I know how it feels to be rejected. A tall metal file cabinet in my home office contains a folder of hundreds of rejection letters that I received from 1988-1993 in reply to my application for university teaching positions. I was not alone. It seemed to be the norm then, both for me and for my classmates that one out of two hundred letters resulted in a full-time academic teaching position. Many persons I knew, despite their hard work, could only find adjunct teaching positions with low pay, no benefits, and no job security. I was extremely lucky to land the position I did at Temple University in a time of hefty budget cuts and hiring freezes.
In her senior year of college, my youngest sister and her suitemates devised the best strategy I know for dealing with the frequent disappointment that comes with applying for a job. Every rejection letter that she and her friends received from prospective employers was posted on the walls of their suite. By early May their walls were completely covered with rejection letters pasted side by side and end to end.
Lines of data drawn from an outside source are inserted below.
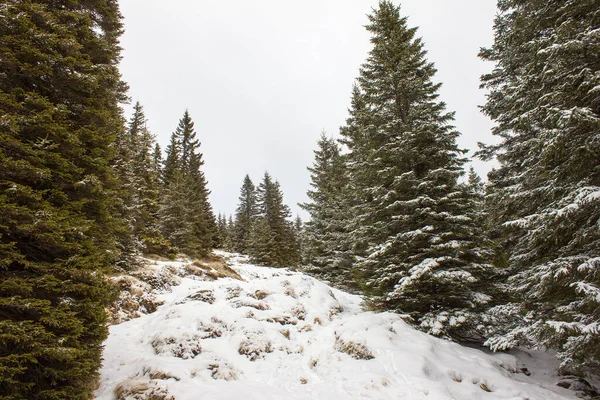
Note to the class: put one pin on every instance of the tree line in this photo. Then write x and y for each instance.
(513, 262)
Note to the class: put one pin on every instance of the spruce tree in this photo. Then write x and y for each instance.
(545, 195)
(186, 217)
(414, 234)
(325, 245)
(272, 239)
(59, 95)
(145, 167)
(245, 215)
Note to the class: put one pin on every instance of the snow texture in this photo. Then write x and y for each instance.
(283, 335)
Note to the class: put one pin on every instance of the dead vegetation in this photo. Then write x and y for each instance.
(254, 349)
(216, 267)
(142, 389)
(258, 294)
(257, 304)
(207, 296)
(224, 372)
(185, 347)
(157, 374)
(357, 350)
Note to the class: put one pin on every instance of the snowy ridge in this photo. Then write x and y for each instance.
(284, 335)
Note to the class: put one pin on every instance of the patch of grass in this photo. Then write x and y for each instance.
(357, 350)
(157, 374)
(216, 267)
(207, 296)
(254, 349)
(141, 389)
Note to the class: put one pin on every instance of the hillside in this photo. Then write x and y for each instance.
(279, 334)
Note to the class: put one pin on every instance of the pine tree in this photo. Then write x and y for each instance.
(245, 215)
(325, 244)
(272, 239)
(145, 167)
(186, 217)
(59, 95)
(229, 244)
(545, 195)
(413, 232)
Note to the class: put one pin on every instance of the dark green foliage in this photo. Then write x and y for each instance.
(245, 215)
(416, 238)
(59, 93)
(272, 238)
(186, 218)
(326, 246)
(544, 198)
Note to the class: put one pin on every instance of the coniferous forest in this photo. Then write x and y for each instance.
(395, 212)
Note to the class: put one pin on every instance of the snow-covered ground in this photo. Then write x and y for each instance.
(284, 335)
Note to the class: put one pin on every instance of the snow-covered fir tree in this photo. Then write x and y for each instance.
(186, 218)
(272, 238)
(415, 235)
(245, 215)
(545, 195)
(325, 234)
(60, 91)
This communal sharing of their rejection letters made it obvious to each of them that the rejections could not be taken personally, that is, each response was not a rejection of them as a person. They each knew that they had specific talents and skills; they only needed to find an employer who would appreciate those abilities.
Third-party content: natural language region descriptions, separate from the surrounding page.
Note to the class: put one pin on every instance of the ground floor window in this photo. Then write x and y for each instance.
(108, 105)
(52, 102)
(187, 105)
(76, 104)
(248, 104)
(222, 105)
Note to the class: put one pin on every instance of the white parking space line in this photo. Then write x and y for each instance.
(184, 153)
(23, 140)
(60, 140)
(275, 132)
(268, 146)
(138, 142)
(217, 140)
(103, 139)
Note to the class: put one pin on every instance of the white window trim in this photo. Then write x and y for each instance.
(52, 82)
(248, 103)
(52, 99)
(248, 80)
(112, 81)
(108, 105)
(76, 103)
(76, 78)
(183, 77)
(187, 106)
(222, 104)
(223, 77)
Despair and hope go hand in hand. To live our lives fully we have to continue to hope in the face of despair. In Advent, we are often reminded of our “eager longing” and hope in the present for the future redemption of the whole creation (Romans 8:19 ff.).
The hope of the Hebrew people for a Messiah was borne and nurtured through centuries of disappointments, military disasters, and cataclysms. Their hope in the face of many reversals and disappointments was unabated. This hope was sustained, just as my sister had learned in her senior year in college, because together her suitemates were able to support one another in bad times just as they did in good times. The hope that they nurtured together empowered them to live under the promise that something better was yet to come.
The season of Advent this year is unlike any other in my lifetime. With the COVID-19 pandemic, we are unable to safely meet together for in-person worship and fellowship, where we would, if only we could, support one another in person. We have found other unexpected ways to stay connected with Zoom and YouTube, and other electronic resources, that while they can never replace person to person contact, they have allowed us to widen the sphere of our connections, allowing people who might not otherwise be able to join us whether because of health or distance from us to do so. Even in the midst of our present despair, loneliness, and lack of meaningful personal connections, we remain hopeful that better days will soon be at hand.